Photographer Conor Clarke (Ngāi Tahu) has worked with participants from the blind and low vision community to make a series of large, touchable photographs that represent landscapes described as they remember them.
Emma Fitts has made brightly coloured, voluminous sculptural textiles, inspired by the form, colour and composition of twentieth-century paintings.
Oliver Perkins's paintings are the result of restless experimentation in the studio.
These works challenge our contemporary understanding of abstraction and how it can represent or reflect our experience.
"We have a reference room at the heart of Touching Sight that includes audio descriptions of each work. They don't describe things in the way a sighted person would, but in a way that would let someone with low vision understand and appreciate them.

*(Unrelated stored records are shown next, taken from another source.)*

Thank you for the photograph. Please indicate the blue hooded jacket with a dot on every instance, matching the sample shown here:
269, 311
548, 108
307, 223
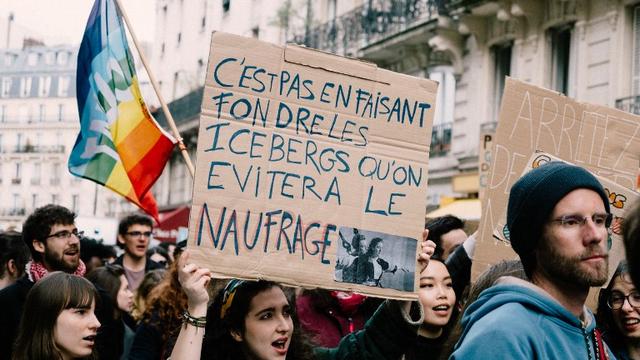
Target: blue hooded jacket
517, 320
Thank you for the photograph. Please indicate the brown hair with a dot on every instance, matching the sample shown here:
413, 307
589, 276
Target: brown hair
166, 303
149, 282
108, 278
56, 292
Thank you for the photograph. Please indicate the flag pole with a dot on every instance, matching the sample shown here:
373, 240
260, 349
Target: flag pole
156, 88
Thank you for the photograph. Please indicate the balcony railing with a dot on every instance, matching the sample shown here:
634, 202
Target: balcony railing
629, 104
440, 140
367, 24
30, 119
182, 109
49, 149
12, 211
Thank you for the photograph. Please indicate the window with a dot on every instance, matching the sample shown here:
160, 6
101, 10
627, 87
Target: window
37, 172
635, 86
42, 112
63, 86
6, 86
8, 59
74, 203
201, 69
443, 118
332, 9
16, 203
502, 58
55, 174
63, 57
49, 57
24, 114
44, 86
60, 112
560, 58
25, 86
32, 59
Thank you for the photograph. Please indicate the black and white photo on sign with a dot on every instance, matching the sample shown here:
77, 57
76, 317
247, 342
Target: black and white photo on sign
375, 259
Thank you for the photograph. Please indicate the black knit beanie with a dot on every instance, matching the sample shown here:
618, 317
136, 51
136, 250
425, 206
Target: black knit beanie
533, 197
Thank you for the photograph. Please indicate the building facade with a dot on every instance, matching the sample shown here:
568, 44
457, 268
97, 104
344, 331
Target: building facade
180, 55
585, 49
38, 127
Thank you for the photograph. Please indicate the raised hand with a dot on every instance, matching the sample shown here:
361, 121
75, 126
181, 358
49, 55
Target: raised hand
427, 248
194, 281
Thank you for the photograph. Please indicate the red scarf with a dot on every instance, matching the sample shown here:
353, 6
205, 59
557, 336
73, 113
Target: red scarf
37, 270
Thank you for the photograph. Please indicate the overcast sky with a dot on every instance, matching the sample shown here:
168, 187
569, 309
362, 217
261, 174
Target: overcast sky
63, 21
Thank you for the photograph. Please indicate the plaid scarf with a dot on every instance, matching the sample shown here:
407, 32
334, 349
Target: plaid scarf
37, 271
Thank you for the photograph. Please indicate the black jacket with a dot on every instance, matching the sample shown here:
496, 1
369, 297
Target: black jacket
148, 266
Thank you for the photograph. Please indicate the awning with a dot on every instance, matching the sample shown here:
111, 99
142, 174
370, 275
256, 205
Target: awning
466, 209
172, 223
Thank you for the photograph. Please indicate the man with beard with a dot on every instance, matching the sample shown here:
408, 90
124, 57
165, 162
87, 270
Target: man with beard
134, 234
54, 243
558, 218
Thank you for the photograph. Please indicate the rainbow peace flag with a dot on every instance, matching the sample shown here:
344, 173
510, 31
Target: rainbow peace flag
120, 145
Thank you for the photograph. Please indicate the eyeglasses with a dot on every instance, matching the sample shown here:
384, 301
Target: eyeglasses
66, 234
616, 300
138, 234
576, 221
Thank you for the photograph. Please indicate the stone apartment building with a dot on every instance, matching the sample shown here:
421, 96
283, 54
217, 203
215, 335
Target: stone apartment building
38, 127
586, 49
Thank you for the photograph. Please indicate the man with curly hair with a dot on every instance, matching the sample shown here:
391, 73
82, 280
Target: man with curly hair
53, 239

"We've tried to talk about things like colour for someone who may never have actually seen one before – how do you do that? We've brought in the other senses as much as we can, things like texture and feeling," Oliver said.
"And the title of the exhibition also comes into play, because some of the artworks have been specially crafted so that visitors can touch them and experience art in a way that people don't often get to."

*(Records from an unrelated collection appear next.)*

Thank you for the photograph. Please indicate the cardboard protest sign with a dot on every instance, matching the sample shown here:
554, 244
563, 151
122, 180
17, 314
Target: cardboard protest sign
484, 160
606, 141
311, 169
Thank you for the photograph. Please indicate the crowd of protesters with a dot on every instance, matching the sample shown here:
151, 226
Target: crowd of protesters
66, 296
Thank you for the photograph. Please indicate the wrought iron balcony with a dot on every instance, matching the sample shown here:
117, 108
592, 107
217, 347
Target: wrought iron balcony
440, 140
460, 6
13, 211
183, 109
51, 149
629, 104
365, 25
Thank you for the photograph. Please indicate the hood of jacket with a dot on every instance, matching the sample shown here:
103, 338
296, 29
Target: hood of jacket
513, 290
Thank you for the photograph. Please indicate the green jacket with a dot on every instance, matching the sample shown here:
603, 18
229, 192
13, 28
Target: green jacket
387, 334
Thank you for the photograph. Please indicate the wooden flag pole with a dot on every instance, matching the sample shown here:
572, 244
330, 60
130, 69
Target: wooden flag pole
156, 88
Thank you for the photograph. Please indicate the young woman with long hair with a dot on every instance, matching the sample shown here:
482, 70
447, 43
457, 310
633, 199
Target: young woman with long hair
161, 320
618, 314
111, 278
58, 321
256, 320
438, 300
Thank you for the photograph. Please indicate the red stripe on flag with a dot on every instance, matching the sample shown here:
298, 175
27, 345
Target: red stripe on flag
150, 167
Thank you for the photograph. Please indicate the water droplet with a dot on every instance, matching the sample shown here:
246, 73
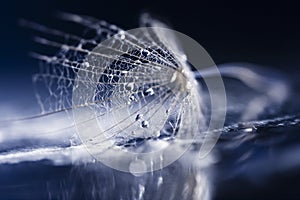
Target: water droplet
149, 92
129, 86
132, 98
138, 117
145, 52
144, 124
85, 64
121, 35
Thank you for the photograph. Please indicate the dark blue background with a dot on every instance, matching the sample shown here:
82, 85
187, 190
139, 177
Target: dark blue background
262, 33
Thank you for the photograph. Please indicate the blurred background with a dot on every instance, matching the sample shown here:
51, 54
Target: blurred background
264, 33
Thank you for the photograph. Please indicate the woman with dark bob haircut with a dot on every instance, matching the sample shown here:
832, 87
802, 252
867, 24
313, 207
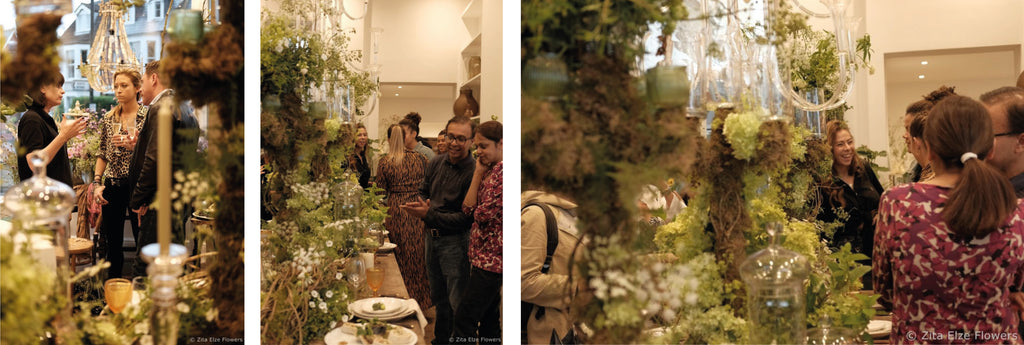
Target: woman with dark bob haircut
949, 251
37, 130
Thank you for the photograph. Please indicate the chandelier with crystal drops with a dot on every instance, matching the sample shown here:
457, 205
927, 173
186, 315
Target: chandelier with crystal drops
110, 50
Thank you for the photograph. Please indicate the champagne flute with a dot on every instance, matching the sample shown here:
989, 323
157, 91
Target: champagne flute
375, 277
132, 130
116, 131
356, 271
118, 293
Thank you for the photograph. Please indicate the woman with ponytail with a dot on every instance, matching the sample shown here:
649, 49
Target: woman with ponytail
399, 173
948, 251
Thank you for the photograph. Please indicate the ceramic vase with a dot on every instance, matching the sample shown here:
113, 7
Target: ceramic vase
466, 104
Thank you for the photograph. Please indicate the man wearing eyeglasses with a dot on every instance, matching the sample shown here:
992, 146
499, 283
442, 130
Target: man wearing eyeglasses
445, 182
1005, 106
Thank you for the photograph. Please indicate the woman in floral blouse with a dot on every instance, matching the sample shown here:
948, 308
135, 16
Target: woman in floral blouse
117, 142
478, 315
948, 251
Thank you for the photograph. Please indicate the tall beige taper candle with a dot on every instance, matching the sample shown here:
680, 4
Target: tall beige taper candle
164, 179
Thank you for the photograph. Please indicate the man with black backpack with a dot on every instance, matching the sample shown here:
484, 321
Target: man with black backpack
547, 289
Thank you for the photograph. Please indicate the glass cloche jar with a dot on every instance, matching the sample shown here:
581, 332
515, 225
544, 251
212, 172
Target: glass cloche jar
774, 278
41, 209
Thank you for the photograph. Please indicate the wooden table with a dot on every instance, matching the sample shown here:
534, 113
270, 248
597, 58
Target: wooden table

Touching Sight runs from October 31 2020 to February 21 2021 at Christchurch Art Gallery.
There will also be an artist floortalk, where visitors can join the three artists and curator Melanie Oliver for a conversation about their projects.
Touching Sight is one of several exhibitions in the Gallery's All Art All Summer season, designed to make everyone feel welcome this summer.
The season will launch officially on 5 December 2020.